TEHRAN, Iran (CP) - Iran's ultraconservative new president spurned international outrage Friday, joining more than a million demonstrators who flooded the streets of the capital and other major cities to back his call for the destruction of Israel.

Mahmoud Ahmadinejad stood fast behind his Wednesday demand that the Jewish state be wiped off the map and reissued the call during the countrywide protests Friday, the Muslim day of prayer.

But in an apparent attempt to blunt international outrage over Ahmadinejad's Wednesday comments, the Iranian embassy in Moscow issued a statement saying that Ahmadinejad did not want to "engage in a conflict."

Marching alongside protesters in downtown Tehran, the city's former mayor and one-time Republican Guard commander renewed his criticism of the West.

"They become upset when they hear any voice of truth-seeking. They think they are the absolute rulers of the world," he said during the al-Quds or Jerusalem Day protests, which was among the largest since they were first held in 1979 after Shiite Muslim clerics took power in Iran.

His fellow marchers carried placards reading Death to Israel, Death to America. It is not uncommon for an Iranian president to join marches in the capital. Ahmadinejad, 47, was accompanied by five bodyguards, but otherwise security was not out of the ordinary for such an event.

Many world leaders, including Prime Minister Paul Martin, condemned Ahmadinejad's diatribe earlier this week.

"It's beyond the pale.

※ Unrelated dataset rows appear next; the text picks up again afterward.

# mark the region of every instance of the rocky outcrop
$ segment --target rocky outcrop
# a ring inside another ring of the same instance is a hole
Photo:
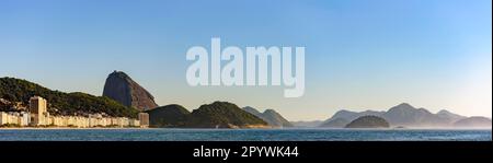
[[[103,96],[107,96],[125,106],[138,110],[148,110],[158,107],[154,97],[125,72],[114,71],[104,84]]]

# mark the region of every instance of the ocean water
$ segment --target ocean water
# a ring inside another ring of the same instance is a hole
[[[0,129],[0,141],[492,141],[492,130]]]

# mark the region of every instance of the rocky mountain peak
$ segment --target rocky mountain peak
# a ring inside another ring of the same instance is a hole
[[[103,96],[107,96],[125,106],[131,106],[139,110],[158,107],[154,97],[122,71],[115,70],[110,73],[104,84]]]

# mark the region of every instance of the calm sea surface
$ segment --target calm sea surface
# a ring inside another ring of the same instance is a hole
[[[0,141],[492,141],[492,130],[0,129]]]

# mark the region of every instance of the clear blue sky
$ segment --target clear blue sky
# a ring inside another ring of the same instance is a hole
[[[290,120],[408,102],[492,115],[491,0],[0,0],[0,77],[101,95],[127,72],[160,105],[216,100]],[[306,92],[191,88],[186,50],[306,46]]]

It's absolutely incredible," Martin said on Thursday. "That kind of lack of respect, intolerance, anti-Semitism, this is the 21st century and that statement is just out of an era that is long past and never should have occurred." The federal government also called in Iran's top diplomat in Canada for a formal reprimand.

Despite Ahmadinejad's continued harsh attacks on the West, former president Hashemi Rafsanjani tried to dial back the rhetoric, suggesting that Israelis and Palestinians hold a referendum to decide the future of Israeli-Palestinian relations. "If Muslims and Palestinians agree (to a referendum), it will be a retreat but let's still hold a referendum," Rafsanjani said in his Friday prayer sermon.

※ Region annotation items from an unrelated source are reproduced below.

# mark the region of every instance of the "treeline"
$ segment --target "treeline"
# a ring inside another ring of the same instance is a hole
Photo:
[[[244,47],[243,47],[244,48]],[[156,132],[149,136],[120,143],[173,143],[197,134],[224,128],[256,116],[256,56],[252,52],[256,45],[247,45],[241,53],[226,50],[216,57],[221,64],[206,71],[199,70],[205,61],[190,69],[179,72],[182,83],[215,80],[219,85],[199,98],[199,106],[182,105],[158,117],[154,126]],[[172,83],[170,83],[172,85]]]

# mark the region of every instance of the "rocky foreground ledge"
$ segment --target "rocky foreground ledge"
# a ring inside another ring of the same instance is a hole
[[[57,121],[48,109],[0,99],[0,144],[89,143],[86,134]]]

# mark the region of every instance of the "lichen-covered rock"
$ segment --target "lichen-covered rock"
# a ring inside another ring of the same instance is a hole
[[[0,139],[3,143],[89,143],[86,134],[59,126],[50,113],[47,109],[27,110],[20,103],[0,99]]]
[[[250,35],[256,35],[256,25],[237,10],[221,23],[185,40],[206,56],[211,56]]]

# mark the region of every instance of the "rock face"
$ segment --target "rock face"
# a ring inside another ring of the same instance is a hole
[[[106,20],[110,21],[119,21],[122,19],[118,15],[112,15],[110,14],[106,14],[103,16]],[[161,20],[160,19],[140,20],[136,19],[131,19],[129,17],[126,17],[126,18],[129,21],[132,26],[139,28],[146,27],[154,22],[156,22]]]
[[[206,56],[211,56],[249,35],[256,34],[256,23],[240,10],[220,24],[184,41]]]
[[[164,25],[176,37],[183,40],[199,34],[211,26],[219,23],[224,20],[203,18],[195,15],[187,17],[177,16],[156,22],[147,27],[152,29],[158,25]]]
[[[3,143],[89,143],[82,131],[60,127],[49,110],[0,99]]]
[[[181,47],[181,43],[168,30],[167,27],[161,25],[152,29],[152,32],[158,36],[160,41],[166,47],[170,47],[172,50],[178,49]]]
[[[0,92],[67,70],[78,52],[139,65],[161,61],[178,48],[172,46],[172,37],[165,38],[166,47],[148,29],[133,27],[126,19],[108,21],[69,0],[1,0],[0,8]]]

The Iranian Embassy statement in Moscow said Ahmadinejad "did not have any intention to speak in sharp terms and engage in a conflict."

But that was not the message carried by the at least 200,000 Iranians who massed in Tehran to unleashed virulent condemnation against Israel, the United States and the West in general, accusing them of oppressing Palestinians and Iran.

Some demonstrators chanted "Israel is approaching its death" and wore white shrouds in a symbolic gesture expressing readiness to die for their cause.

A resolution was read at the end of the rallies backing "the position declared by the president that the Zionist regime must be wiped out."

Iranian Foreign Minister Manouchehr Mottaki defended his president's comments, saying they represented Iran's long-held policy of not recognizing Israel.

"Unfortunately the Western countries have remained silent on the increasing inhuman activities of Israel," Mottaki said at the Tehran march.

Protests attracted at least 100,000 in each of Iran's eight largest cities, according to AP reporters. State television said millions of people assembled throughout the country. Major rallies also were held in other Middle Eastern countries.

In Beirut, the militant Hezbollah group marked the day by staging a parade that saw more than 6,000 guerrillas march in uniform through the streets of the Lebanese capital.

The Shiite group, which supports it Iranian mentors, has sought to strengthen its position in Lebanon after the withdrawal of Syrian troops.

At least 30,000 Bahrainis marched in their island state's capital, Manama, burning Israeli and American flags and demanding their government rescind its recent decision to end its economic embargo of the Jewish state.

The United States said the Iranian leader's hostile remarks have only underscored Washington's concern over Iran's nuclear program. Israel said the Persian state should be suspended from the United Nations. UN chief Kofi Annan expressed "dismay" at the comments in a rare rebuke of a UN member state.

The Vatican condemned as "unacceptable" statements denying the right of Israel to exist, although it did not mention Iran by name. The UN Security Council also condemned the remarks, while Russia summoned the Iranian ambassador seeking an explanation for the president's words.

Iran's seven state-run TV stations devoted coverage Friday to programs condemning the Jewish state and praising the Palestinian resistance since the 1948 creation of Israel.

After Ayatollah Ruhollah Khomeini toppled the pro-Western Mohammad Reza Shah Pahlavi in 1979, he declared the last Friday of the Muslim holy month of Ramadan as an international day of struggle against Israel and for the liberation of Jerusalem. The founder of the Islamic regime had also called for Israel's destruction.